How should I deal with encodings in Treetop and Ruby 1.9? Treetop
doesn’t currently write encoding comments, for example
# -*- coding: utf-8 -*-
to the generated .rb files, so if I use UTF-8 strings in my literals,
Ruby may generate “invalid multibyte char (US-ASCII)” warnings when
run in an environment that doesn’t default to UTF-8 (or however this
works in Ruby 1.9.3).
I suggest that Treetop should look for encoding comments in .treetop
files and, if found, copy them to the output. I guess this would also
force Treetop to have to deal with the encoding of the output.

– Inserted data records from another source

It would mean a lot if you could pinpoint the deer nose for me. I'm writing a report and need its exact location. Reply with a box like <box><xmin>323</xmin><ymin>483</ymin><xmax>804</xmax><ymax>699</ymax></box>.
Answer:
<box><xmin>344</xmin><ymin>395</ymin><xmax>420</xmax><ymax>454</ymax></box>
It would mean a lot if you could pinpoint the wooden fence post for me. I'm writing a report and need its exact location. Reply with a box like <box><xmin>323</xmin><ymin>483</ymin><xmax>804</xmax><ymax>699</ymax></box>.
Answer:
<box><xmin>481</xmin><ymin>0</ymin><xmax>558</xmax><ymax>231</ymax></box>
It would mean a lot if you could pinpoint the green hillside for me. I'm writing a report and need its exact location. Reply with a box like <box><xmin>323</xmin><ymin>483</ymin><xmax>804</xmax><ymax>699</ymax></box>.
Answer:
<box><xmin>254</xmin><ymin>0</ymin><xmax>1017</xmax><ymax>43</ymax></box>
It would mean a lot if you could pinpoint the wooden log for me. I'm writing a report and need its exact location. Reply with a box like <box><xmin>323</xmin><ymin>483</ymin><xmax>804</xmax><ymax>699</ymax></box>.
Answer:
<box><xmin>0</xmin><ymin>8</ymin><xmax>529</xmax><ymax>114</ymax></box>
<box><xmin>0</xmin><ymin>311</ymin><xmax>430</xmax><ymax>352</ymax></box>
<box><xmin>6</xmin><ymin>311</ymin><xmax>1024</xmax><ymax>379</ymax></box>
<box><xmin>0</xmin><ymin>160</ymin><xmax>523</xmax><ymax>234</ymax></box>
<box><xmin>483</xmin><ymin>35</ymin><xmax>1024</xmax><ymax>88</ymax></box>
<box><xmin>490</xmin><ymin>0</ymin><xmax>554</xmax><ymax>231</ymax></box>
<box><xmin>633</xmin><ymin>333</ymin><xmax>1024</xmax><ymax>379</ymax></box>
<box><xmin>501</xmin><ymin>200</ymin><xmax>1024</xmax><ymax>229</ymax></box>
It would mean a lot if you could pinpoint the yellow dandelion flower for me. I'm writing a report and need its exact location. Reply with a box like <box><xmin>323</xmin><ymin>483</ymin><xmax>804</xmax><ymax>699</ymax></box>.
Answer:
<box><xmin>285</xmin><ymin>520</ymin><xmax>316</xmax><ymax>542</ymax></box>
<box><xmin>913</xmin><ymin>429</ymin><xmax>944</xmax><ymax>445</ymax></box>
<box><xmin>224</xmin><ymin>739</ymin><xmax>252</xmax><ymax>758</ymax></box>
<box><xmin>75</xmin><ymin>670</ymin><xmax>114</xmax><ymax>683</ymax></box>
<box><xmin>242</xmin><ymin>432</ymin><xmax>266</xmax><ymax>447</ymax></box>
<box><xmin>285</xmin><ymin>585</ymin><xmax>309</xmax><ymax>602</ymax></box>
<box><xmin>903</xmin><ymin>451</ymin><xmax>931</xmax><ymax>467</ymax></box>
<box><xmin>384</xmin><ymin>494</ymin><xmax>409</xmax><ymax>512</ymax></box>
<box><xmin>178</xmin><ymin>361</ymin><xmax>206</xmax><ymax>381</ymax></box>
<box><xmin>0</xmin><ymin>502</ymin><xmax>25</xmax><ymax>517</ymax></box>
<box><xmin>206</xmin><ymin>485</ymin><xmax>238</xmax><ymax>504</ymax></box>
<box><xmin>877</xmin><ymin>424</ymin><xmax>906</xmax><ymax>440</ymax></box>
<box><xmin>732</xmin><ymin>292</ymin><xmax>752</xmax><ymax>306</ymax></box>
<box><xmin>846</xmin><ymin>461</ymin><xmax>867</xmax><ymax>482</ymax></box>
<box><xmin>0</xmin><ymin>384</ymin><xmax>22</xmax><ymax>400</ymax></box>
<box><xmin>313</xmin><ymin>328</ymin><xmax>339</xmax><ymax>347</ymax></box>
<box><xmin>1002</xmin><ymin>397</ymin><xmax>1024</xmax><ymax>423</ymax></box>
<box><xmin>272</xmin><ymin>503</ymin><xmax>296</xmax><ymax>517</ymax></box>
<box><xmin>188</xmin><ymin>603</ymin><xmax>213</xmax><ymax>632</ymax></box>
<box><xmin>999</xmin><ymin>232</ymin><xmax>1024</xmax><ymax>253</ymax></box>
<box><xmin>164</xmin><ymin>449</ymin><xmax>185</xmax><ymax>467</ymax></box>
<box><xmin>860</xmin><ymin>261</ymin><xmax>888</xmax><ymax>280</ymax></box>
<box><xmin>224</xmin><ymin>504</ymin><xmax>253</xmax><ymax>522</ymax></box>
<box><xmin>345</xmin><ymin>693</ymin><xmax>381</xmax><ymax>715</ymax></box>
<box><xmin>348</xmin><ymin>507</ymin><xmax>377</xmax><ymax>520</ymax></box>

As this would require some substantial work on Treetop, is there a
simpler way to get this working?
Rake task:
task :tt do
['scientific_name_clean', 'scientific_name_dirty',
'scientific_name_canonical'].each do |f|
file = "#{dir}/lib/biodiversity/parser/#{f}"
FileUtils.rm("#{file}.rb") if FileTest.exist?("#{file}.rb")
system("tt #{file}.treetop")
rf = "#{file}.rb"
rfn = open(rf + ".tmp", 'w')
skip_head = false
f = open(rf)
#getting around a bug in treetop which prevents setting UTF-8
encoding in ruby19
f.each_with_index do |l, i|
skip_head = l.match(/^# Autogenerated/) if i == 0
if skip_head && (l.strip == '' || l.match(/^# Autogenerated/))
next
else
skip_head = false
rfn.write(l)
end
end
rfn.close
f.close
`mv #{rf}.tmp #{rf}`
end
end
Dmitry
> --
> You received this message because you are subscribed to the Google Groups "Treetop Development" group.
> To post to this group, send email to treet...@googlegroups.com.
> To unsubscribe from this group, send email to treetop-dev...@googlegroups.com.
> For more options, visit this group at http://groups.google.com/group/treetop-dev?hl=en.
>
>
Yeah, that’s what I’m doing as well, although not as contrived:
rule '.rb' => ['.treetop'] do |t|
require 'treetop' unless defined? Treetop
when_writing 'tt %s' % t.source do
puts 'tt %s' % t.source if verbose
Treetop::Compiler::GrammarCompiler.new.compile(t.source, t.name)
contents = File.read(t.name)
File.open(t.name, 'wb') do |f|
f.puts("# -*- coding: utf-8 -*-", contents)
end
end
end